The White House has yet to provide details, which presumably will come in his State of the Union address Feb. 2, with the hard numbers in the budget that goes to Congress the following week.
Republican backbenchers are leery of being asked to sell their constituents a plan they haven’t seen, and many of them are growing increasingly uneasy about the political repercussions in 2006 if the plan requires benefit cuts and massive borrowing.
Bush had great success in his first term by declaring a “crisis,” dropping a legislative package on the table and demanding that Congress pass it quickly. Now, with a strengthened majority, congressional Republicans are determined to enact their own agenda.
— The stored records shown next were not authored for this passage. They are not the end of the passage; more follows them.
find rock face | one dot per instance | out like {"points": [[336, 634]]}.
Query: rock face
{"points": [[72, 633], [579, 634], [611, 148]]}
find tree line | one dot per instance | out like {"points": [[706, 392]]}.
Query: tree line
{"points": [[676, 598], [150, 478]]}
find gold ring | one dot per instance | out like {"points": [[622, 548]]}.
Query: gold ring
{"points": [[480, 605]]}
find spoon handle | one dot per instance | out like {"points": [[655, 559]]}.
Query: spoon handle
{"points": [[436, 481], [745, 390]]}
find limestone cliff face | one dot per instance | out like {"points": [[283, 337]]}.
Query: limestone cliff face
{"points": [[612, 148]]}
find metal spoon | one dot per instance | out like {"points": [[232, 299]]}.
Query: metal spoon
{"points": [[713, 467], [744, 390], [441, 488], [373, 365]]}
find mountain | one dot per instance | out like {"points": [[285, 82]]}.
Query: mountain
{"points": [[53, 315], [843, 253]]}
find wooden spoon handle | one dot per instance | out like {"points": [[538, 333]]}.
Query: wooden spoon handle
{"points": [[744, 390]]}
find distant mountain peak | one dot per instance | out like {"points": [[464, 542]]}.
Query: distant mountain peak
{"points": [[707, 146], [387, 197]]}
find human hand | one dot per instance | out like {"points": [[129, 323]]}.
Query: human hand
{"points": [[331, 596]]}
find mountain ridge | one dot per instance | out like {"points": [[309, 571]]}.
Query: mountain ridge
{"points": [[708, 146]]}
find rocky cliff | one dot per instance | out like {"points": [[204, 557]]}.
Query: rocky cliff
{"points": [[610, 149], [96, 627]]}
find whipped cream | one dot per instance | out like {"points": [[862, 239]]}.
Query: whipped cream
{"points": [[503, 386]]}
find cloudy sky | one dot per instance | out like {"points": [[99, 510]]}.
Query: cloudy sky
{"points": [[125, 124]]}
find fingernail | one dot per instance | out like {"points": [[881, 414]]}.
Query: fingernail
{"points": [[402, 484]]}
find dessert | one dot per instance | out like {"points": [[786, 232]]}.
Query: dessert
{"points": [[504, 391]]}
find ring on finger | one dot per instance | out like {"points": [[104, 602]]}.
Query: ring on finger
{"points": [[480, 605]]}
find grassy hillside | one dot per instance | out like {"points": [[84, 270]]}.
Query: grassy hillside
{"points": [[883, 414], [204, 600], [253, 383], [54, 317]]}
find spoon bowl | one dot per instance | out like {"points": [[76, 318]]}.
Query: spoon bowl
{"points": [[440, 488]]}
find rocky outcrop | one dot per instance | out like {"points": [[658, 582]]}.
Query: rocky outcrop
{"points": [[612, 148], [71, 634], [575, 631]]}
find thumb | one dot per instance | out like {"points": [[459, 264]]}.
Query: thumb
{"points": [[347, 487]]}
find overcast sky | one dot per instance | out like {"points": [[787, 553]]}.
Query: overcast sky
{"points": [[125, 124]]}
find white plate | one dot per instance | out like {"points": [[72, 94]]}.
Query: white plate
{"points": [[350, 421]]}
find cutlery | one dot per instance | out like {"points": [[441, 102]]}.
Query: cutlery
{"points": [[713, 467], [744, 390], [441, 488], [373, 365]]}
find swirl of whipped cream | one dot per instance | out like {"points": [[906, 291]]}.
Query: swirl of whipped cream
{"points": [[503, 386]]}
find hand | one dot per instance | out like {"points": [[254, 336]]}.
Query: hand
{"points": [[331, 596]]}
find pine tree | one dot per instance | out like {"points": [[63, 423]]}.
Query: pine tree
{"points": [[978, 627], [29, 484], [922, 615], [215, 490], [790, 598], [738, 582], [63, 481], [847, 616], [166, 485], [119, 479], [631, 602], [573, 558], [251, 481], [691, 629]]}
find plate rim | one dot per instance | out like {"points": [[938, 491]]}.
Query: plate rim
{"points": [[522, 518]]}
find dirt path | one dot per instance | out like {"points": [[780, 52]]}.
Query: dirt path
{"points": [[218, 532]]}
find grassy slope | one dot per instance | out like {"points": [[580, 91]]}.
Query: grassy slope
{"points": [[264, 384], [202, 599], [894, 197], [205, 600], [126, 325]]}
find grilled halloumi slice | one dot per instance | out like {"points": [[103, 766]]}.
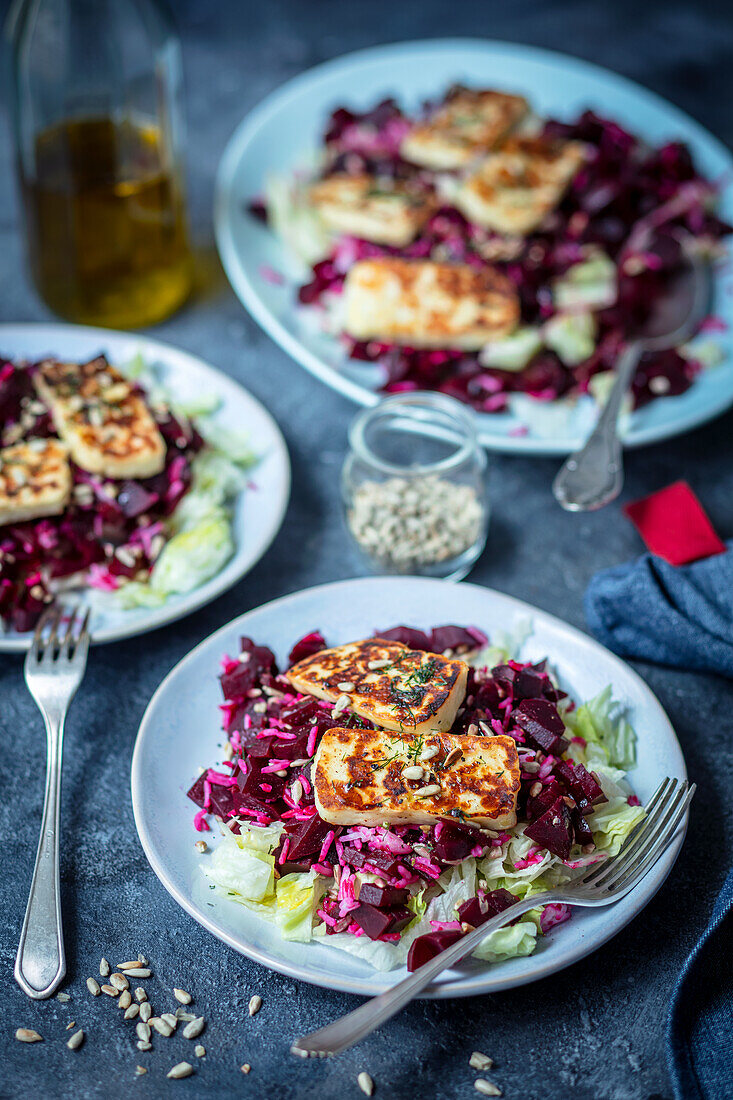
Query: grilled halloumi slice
{"points": [[108, 428], [35, 480], [467, 125], [517, 186], [422, 304], [365, 777], [391, 212], [387, 683]]}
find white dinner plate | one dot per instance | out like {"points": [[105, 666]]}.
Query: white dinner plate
{"points": [[181, 732], [283, 131], [258, 513]]}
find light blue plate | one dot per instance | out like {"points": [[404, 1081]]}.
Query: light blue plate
{"points": [[283, 131], [181, 733]]}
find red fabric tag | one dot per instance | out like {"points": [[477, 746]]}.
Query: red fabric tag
{"points": [[674, 525]]}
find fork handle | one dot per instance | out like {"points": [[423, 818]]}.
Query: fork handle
{"points": [[41, 964], [354, 1026], [594, 475]]}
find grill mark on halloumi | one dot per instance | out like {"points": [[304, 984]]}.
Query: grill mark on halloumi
{"points": [[517, 186], [467, 125], [359, 779], [107, 426], [422, 304], [35, 481], [390, 212], [408, 691]]}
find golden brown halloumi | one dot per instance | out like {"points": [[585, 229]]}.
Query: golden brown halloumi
{"points": [[35, 480], [467, 125], [422, 304], [517, 186], [391, 212], [385, 682], [107, 426], [365, 777]]}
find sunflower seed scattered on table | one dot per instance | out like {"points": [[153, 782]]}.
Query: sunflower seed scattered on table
{"points": [[365, 1084], [487, 1088], [76, 1041], [28, 1035], [182, 1069], [194, 1029]]}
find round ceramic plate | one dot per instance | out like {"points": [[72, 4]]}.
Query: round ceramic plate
{"points": [[258, 514], [282, 133], [181, 733]]}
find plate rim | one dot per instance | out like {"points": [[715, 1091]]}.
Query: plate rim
{"points": [[478, 983], [225, 201], [222, 581]]}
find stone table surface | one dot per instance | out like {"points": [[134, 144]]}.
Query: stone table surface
{"points": [[594, 1032]]}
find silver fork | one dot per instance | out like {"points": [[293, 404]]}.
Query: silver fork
{"points": [[599, 886], [54, 668]]}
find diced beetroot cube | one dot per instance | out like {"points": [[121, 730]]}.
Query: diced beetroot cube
{"points": [[426, 947], [382, 895], [306, 837], [306, 647], [581, 828], [542, 724], [408, 636], [539, 803], [554, 829]]}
Rep. Bill Thomas, R-Calif., is chairman of Ways and Means, the House committee directly responsible for Social Security and the taxes to pay for it. At a seminar this week, he pronounced the president’s plan “soon to be a dead horse of a proposal,” not because it was necessarily a bad idea but that “given the politics of the House and Senate,” it could not win passage.
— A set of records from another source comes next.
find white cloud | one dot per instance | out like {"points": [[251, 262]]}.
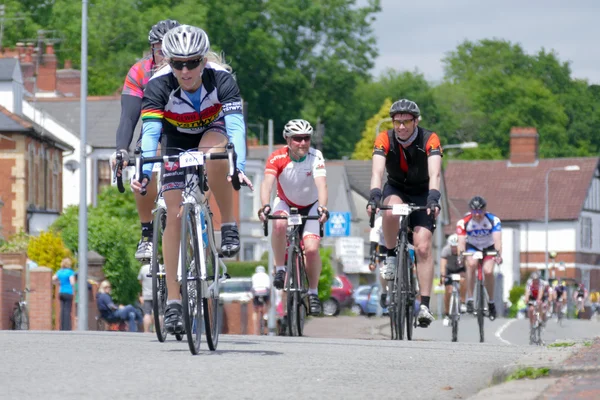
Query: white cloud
{"points": [[417, 36]]}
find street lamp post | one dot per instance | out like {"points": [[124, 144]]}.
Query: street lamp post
{"points": [[568, 168]]}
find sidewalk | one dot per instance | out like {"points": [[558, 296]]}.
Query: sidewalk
{"points": [[574, 373]]}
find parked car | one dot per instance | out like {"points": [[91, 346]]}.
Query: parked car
{"points": [[341, 296], [236, 289]]}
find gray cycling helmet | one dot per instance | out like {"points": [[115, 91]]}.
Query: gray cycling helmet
{"points": [[477, 203], [158, 31], [297, 127], [405, 106], [185, 41]]}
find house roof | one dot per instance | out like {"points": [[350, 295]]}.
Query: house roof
{"points": [[7, 68], [518, 193], [10, 122], [103, 115]]}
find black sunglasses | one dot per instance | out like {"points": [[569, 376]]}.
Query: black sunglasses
{"points": [[190, 64]]}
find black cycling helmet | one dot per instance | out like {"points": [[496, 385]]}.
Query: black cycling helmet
{"points": [[405, 106], [158, 31], [477, 203]]}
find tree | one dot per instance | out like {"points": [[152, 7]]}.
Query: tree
{"points": [[364, 148]]}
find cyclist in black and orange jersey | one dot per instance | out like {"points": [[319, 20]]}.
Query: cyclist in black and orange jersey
{"points": [[131, 107], [412, 157]]}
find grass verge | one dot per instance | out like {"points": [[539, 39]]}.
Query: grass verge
{"points": [[528, 373]]}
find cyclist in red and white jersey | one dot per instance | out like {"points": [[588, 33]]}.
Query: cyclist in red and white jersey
{"points": [[536, 294], [131, 107], [477, 231], [301, 182]]}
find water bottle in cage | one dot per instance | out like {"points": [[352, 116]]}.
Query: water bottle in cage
{"points": [[204, 229]]}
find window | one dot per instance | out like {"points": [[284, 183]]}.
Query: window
{"points": [[31, 178], [586, 232], [247, 206], [248, 252]]}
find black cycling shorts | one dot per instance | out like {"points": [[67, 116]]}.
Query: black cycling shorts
{"points": [[417, 218], [173, 177], [448, 280]]}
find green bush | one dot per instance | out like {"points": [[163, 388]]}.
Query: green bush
{"points": [[113, 232], [16, 243], [48, 250]]}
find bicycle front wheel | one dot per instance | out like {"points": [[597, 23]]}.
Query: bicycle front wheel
{"points": [[211, 302], [292, 289], [191, 296], [480, 306], [159, 283]]}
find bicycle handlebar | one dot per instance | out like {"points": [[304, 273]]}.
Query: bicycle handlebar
{"points": [[411, 208], [284, 216]]}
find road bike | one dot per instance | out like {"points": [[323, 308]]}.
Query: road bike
{"points": [[403, 289], [535, 329], [481, 296], [296, 283], [200, 269], [455, 304], [19, 317]]}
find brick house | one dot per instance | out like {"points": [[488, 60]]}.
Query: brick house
{"points": [[31, 179], [515, 191]]}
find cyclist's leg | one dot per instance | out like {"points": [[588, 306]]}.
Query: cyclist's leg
{"points": [[144, 205], [311, 241], [215, 140], [390, 226], [278, 241]]}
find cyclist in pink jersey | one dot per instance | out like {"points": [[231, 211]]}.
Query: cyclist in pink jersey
{"points": [[301, 182], [131, 106]]}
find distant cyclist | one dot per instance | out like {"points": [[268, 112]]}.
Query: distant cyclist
{"points": [[449, 265], [131, 107], [261, 290], [478, 231]]}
While Bush will likely propose diverting a part of the Social Security payroll tax into private accounts, Thomas would like to replace the current regressive payroll tax with an altogether new financing mechanism as part of a sweeping tax reform — not at all what the White House envisions.
Once Bush and Thomas see what each has in mind, it’s vital that they cooperate, because it’s only by tackling Social Security that Congress can summon up the political courage to address a far graver and more imminent fiscal and demographic threat — Medicare.